Supervisor, Cyber Operations

Georgia System Operations Corporation (GSOC) is a non-profit cooperative that operates state-wide facilities to generate and transmit power through the Georgia power grid, providing reliable power to more than 4 million Georgians. The Supervisor, Cyber Operations, will play a key role in GSOC's Security Operations department, including a focus on meeting NERC Critical Infrastructure Protection (CIP) requirements to ensure cyber security of the programmable electronic devices and networks digital within our Operational Technology (OT) network. As a leader of cyber security analysts, you will develop programs, processes, and people to ensure compliance with NERC CIP standards as well as to implement other cyber security solutions to protect the critical infrastructure for the electric grid in Georgia.

Responsibilities:

- Manage OT security event monitoring alert response, initial triage, and escalation

- Manage OT access provisioning and revocation of accounts and roles required for CIP systems, data, and applications

- Manage OT vulnerability management and threat intelligence programs

- Manage OT asset management program for Bulk Electric System Cyber Systems and Assets

- Evaluate emerging technologies and assess their applicability to various cyber programs

- Collaborate with cross-functional teams, including operations and maintenance, engineering, audit, and IT, to ensure compliance with NERC CIP standards and other cyber programs

- Provide technical guidance and mentorship to Security Operations analysts and PSOC/NOC (Physical Security Operations Center/Network Operations Center) operators

Job Duties:

- Supervision and performance management of staff, support of the processes and technology necessary for team effectiveness, and coordination of activities with other teams and departments within the FOC.

- Lead efforts to develop cyber programs, processes and activities that meet strategic business and security objectives and enable uninterrupted business and operations activities.

- Provide work direction and technical assistance to analysts in the Security Operations department.
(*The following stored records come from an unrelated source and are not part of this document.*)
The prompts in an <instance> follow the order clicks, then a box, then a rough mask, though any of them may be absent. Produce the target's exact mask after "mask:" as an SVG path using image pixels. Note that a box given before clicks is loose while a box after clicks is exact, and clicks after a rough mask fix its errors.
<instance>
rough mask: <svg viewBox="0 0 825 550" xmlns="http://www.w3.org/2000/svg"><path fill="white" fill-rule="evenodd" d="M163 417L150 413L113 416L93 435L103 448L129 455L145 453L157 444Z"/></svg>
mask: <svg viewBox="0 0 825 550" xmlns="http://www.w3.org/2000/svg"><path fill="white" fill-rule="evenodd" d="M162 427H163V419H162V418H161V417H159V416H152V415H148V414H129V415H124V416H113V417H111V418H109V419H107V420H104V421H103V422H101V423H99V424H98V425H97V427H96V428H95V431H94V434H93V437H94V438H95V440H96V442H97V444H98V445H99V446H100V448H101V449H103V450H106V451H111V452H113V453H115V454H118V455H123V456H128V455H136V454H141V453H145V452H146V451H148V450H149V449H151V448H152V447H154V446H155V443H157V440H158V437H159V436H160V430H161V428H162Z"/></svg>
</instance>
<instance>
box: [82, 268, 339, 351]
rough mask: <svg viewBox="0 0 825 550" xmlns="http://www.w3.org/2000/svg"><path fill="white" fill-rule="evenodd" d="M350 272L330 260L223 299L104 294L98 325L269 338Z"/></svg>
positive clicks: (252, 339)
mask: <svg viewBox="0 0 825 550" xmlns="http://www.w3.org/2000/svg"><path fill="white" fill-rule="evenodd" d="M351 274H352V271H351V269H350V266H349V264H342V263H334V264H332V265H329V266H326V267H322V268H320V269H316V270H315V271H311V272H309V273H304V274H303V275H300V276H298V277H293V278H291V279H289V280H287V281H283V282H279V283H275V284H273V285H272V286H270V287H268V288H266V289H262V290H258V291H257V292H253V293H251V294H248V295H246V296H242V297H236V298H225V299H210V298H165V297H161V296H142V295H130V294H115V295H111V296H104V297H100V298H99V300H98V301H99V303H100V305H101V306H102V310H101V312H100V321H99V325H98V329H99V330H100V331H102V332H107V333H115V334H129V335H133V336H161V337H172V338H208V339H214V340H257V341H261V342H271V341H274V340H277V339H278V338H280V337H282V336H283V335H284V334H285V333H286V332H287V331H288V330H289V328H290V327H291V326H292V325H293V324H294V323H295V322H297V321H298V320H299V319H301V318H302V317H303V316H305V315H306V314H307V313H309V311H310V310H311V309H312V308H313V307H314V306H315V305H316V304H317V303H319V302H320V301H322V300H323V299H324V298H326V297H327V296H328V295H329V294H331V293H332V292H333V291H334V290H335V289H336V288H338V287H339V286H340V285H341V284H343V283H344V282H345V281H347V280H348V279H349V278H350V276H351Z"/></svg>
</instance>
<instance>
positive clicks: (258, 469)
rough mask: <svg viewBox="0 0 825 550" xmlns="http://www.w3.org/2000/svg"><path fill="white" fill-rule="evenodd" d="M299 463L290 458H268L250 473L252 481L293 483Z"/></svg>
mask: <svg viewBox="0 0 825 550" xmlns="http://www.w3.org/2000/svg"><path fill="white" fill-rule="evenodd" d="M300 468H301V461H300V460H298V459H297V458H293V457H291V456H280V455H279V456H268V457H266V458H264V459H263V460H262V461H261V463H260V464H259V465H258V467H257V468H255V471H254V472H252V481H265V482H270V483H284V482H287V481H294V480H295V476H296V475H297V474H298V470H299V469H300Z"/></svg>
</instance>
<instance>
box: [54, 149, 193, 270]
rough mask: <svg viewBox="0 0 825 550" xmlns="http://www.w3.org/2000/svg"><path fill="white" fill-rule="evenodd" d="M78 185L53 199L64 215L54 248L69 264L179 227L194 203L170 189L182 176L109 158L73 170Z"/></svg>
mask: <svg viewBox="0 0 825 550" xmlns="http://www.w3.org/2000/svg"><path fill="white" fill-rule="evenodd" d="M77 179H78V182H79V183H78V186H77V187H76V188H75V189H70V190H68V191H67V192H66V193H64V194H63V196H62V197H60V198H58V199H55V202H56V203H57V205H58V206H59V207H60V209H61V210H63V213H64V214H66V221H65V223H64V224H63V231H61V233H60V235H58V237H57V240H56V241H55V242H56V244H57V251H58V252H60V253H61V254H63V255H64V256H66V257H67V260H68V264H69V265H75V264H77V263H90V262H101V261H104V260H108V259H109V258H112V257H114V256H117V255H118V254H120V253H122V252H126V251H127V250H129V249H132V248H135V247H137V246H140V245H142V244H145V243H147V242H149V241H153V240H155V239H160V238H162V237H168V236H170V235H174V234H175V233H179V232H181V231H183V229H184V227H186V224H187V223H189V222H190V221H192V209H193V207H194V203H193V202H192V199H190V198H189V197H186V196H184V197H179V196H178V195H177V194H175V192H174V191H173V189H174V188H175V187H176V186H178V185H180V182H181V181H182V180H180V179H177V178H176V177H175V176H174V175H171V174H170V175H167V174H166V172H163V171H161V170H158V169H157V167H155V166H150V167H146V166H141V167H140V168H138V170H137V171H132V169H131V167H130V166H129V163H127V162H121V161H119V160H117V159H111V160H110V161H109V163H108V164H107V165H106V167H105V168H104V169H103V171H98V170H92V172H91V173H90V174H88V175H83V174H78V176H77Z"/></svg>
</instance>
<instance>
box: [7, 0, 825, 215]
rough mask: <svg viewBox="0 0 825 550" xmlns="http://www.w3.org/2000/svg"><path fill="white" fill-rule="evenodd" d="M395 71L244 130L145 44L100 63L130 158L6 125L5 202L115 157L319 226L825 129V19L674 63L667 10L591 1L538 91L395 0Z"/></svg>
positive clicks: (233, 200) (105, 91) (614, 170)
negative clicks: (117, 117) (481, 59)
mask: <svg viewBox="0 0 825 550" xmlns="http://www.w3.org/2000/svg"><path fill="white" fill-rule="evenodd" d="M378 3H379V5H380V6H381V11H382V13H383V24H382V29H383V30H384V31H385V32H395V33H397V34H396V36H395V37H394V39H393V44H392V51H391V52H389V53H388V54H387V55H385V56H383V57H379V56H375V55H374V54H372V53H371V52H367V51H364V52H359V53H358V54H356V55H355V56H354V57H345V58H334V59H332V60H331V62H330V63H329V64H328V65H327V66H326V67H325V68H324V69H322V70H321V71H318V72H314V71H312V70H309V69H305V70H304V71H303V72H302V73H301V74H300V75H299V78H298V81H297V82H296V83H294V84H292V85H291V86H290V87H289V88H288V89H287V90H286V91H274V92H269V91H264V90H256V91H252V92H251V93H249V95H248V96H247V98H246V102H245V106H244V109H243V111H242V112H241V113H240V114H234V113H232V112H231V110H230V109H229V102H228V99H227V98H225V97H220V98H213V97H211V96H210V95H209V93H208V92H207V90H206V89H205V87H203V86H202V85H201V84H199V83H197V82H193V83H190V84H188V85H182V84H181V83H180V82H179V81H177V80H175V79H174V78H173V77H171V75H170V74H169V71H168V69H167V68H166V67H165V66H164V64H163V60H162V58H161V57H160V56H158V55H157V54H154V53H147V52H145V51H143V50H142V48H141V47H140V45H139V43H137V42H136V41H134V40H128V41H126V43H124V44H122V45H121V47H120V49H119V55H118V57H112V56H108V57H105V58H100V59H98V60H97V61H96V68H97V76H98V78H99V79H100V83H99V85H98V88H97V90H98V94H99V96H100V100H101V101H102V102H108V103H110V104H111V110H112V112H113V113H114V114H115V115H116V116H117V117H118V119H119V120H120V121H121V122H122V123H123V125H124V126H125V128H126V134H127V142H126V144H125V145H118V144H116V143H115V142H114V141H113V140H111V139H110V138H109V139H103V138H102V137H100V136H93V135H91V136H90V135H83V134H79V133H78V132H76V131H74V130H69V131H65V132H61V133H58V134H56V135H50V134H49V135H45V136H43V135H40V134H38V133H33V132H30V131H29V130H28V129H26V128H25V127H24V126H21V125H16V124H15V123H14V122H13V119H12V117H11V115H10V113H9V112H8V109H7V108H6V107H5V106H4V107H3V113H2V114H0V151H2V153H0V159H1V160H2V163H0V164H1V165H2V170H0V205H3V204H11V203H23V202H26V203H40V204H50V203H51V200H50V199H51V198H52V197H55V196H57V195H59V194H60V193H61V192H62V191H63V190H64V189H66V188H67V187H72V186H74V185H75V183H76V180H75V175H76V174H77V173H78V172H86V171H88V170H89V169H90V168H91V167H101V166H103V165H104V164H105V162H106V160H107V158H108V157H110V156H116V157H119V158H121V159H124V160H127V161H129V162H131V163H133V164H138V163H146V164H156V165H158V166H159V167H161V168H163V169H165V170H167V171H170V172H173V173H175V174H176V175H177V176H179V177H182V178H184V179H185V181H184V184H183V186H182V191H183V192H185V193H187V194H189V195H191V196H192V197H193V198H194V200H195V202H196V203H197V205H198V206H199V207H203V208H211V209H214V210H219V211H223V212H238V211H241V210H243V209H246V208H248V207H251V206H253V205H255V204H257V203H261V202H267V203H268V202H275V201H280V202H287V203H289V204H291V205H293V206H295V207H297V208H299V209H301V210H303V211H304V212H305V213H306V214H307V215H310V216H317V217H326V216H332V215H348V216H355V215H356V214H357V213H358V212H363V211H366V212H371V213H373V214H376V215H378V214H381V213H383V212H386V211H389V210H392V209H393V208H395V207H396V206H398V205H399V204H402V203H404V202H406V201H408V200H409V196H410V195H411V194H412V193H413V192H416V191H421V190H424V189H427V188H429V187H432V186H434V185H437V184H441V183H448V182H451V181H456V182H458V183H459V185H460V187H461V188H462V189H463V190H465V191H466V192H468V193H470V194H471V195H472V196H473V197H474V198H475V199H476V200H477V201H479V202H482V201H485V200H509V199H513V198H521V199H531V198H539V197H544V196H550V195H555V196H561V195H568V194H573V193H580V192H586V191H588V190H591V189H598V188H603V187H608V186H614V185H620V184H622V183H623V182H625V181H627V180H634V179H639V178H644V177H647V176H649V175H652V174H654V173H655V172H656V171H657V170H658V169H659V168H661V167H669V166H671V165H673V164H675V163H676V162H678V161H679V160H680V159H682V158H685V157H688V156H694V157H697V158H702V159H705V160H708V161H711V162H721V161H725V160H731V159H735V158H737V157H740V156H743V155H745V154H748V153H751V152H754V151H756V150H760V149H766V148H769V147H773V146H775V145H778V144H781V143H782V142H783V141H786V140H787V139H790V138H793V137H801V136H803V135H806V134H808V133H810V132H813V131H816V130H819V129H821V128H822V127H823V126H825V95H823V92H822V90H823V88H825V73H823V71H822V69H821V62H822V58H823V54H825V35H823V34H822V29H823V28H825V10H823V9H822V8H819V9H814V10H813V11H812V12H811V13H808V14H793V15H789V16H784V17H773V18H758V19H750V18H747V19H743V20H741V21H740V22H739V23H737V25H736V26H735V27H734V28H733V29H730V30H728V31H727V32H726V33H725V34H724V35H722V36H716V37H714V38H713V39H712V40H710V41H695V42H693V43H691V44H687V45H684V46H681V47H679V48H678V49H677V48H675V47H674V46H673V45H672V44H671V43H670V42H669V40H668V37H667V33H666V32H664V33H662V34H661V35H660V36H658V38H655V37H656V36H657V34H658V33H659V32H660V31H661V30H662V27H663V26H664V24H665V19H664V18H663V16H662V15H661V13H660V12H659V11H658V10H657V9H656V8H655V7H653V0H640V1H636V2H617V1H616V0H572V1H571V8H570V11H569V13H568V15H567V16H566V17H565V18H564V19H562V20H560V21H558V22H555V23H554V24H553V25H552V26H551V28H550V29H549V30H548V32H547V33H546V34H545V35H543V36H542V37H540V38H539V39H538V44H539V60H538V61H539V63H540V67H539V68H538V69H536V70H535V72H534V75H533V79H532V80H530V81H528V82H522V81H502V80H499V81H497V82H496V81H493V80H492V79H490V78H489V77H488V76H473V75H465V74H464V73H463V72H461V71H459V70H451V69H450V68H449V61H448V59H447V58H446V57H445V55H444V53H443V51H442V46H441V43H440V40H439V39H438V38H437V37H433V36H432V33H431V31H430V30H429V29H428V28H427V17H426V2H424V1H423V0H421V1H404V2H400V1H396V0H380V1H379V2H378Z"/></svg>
Take a hands-on role in mentoring, coaching, and developing other team members.

- Develop, review, and implement programs and processes to ensure compliance with NERC Critical Infrastructure Protection (CIP) standards.

- Support development of programs and processes based on projects and collaboration with other GSOC departments.

- Maintain up-to-date knowledge of industry and security trends. Inform Manager, Security Operations on strategic technology and security planning.

- Provide input to management on associates' performance. Provide input to management on annual budget issues and monitors expenditures to comply with the approved budget.

Required Qualifications:

Education: Bachelor's degree in Cyber Security, Computer Science or Engineering, Information Technology, or a related field

Experience:

- Requires 10 or more years of experience with increasing responsibilities. Experience may include physical security, cyber security, network engineering, information technology, SCADA/EMS infrastructure support, managing budgets, or staff supervision. At least 3 years of experience must be in a cyber security role. Must also have experience with technical writing.

- Experience leading, motivating, and developing a team of IT/OT professionals, preferably in a SOC environment.

- Experience in asset and change management principles and practices.

- Strong technical knowledge and experience with cyber security platform, applications, tools, and industry best practices

- Excellent written and verbal communication skills, including the ability to clearly explain technical issues to both technical and non-technical stakeholders

- Experience working in regulated environments such as NERC CIP or others is highly desired

Equivalent Experience: Associates Degree in Engineering, Engineering Technology, or Business, with at least 12 years of experience, with increasing responsibility, in electronic maintenance, cyber security, and/or information technology as described above. At least 5 years' experience must be in a cyber security role.

Licenses, Certifications, and/or Registrations: Certifications in Cyber Security or Information Systems are a plus.

Specialized Skills: Requires strong technical skills and understanding of various security events across multiple operating system and appliance platforms. Ability to learn and adapt quickly to changes in technologies, processes, and compliance standards. Strong customer service attitude. Strong analytical skills. Ability to document resolutions to customer issues and security alerts. Resolve issues amongst a diverse group of stakeholders. Must be able to pass a NERC CIP personnel risk assessment screening.

Unusual Hours: Occasional evening and weekend work may be required, to support operations and security event response. Supports customers, incident response processes, and systems after hours, as needed.